4. In support of the second contention the learned vakil for the appellant relies strongly on the finding of the Court below that, up to the setting fire to the house, the accused did nothing in particular, and upon the authority of the decision in the case of the Queen v. Sabed Ali 11 B.L.R. F.B. 347 : 20 W.R. Cr. 5, urges that the conviction under Sections 302 and 149 should be set aside. On the other hand, Mr. Kilby for the Crown contends that, considering the facts that the accused was one of a body of rioters of whom six were armed with loaded guns and fired them in a volley, that he was himself armed with a spear, and that after the murder he removed the dead body of Safiruddin, the conviction for murder should be held to be right, and he relies upon the case of Hari Singh v. The Empress 3 C.L.R. 49.

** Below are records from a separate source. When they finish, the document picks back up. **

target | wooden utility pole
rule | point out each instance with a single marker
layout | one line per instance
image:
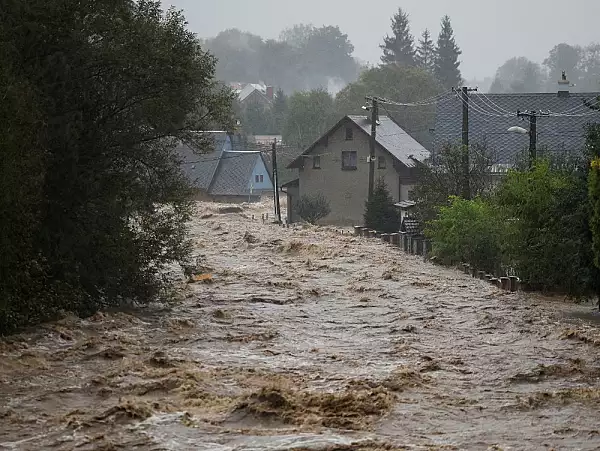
(532, 116)
(276, 183)
(466, 164)
(374, 120)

5. We do not think that either of the two cases cited lays down any hard and fast rule applicable to all cases. The only general principle laid down by the majority of the Full Bench in Sabed Ali's case is that, in order to bring a case under the first part of Section 149 of the Indian Penal Code, the offence, which is there spoken of as committed in prosecution of the common object of the unlawful assembly, must be one which is committed with a view to accomplish the common object. But each of the two cases was decided with reference to its own facts, and every case depending upon the application of Section 149 of the Indian Penal Code must be so decided.

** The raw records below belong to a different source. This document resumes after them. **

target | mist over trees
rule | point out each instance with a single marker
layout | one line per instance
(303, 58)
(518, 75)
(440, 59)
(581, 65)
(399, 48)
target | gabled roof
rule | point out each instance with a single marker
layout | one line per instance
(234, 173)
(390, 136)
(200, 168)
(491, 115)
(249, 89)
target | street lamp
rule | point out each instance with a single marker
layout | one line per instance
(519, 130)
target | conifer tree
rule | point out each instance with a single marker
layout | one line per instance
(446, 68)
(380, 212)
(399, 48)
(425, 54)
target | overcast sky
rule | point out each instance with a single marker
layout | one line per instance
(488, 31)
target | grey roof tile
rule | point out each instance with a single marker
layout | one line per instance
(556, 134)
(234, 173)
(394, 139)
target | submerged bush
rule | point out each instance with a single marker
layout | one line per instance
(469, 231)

6. In dealing with such cases, while, on the one hand, it is necessary for the protection of accused persons that they should not, merely by reason of their association with others as members of an unlawful assembly, be held criminally liable for offences committed by their associates, which they themselves neither intended, nor knew to be likely to be committed, on the other hand, it is equally necessary for the protection of peace that members of an unlawful assembly should not lightly be let off from suffering the penalties for Offences for which, though committed by others, the law has made them punishable by reason of their association with the actual offenders with one common object. The cases of Sabed Ali and Hari Singh cited above, respectively, emphasize the necessity of keeping in view the one and the other of these two conflicting, but equally necessary, considerations. We may add that members of an unlawful assembly may have a community of object only up to a certain point, beyond which they may differ in their objects, and that the knowledge possessed by each member of what is likely to be committed in prosecution of their common object, will vary, not only according to the information at his command, but also according to the extent to which he shares the community of object; and, as a consequence of this, the effect of Section 149 of the Indian Penal Code may be different on different members of the same unlawful assembly.

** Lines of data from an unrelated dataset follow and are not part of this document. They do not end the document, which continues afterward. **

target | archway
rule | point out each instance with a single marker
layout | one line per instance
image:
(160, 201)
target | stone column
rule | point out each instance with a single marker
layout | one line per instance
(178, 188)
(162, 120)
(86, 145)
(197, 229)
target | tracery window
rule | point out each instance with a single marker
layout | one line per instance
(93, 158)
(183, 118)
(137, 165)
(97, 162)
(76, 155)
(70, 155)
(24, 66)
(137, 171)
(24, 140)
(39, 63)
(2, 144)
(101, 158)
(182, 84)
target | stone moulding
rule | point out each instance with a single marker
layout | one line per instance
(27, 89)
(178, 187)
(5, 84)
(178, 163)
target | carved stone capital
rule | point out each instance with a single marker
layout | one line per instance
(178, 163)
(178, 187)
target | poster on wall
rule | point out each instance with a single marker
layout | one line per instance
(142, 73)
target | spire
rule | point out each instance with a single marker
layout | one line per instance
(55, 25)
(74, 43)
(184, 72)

7. Having these considerations in view, and having carefully gone through the evidence, we think the appellant has been rightly convicted under Section 302, read with Section 149 of the Indian Penal Code. He had an interest in the subject-matter of the dispute; he had, previous to the occurrence, used threats to the persons in possession. On the scene of the occurrence he was present armed with a spear, and was among those who were carrying the guns and who fired the fatal shots; and after the murder was committed, instead of leaving the place at once, he busied himself in removing the dead body of Safiruddin and in setting fire to the huts of his adversaries. These facts, in our opinion, clearly show that the conditions, required by Section 149 to be fulfilled in order to make one member of an unlawful assembly guilty of an offence committed by any of his associates, have been satisfied in this case. They fully warrant the conclusion that the murder that took place was committed in prosecution of the common object of the unlawful assembly, of which the appellant was a member, namely, the turning out of the opposite party from the huts in question at any risk, in which common object he fully shared, and, further, that he knew it to be likely that murder would be committed in prosecution of that common object.

8. We must, therefore, affirm the conviction and sentence and dismiss the appeal.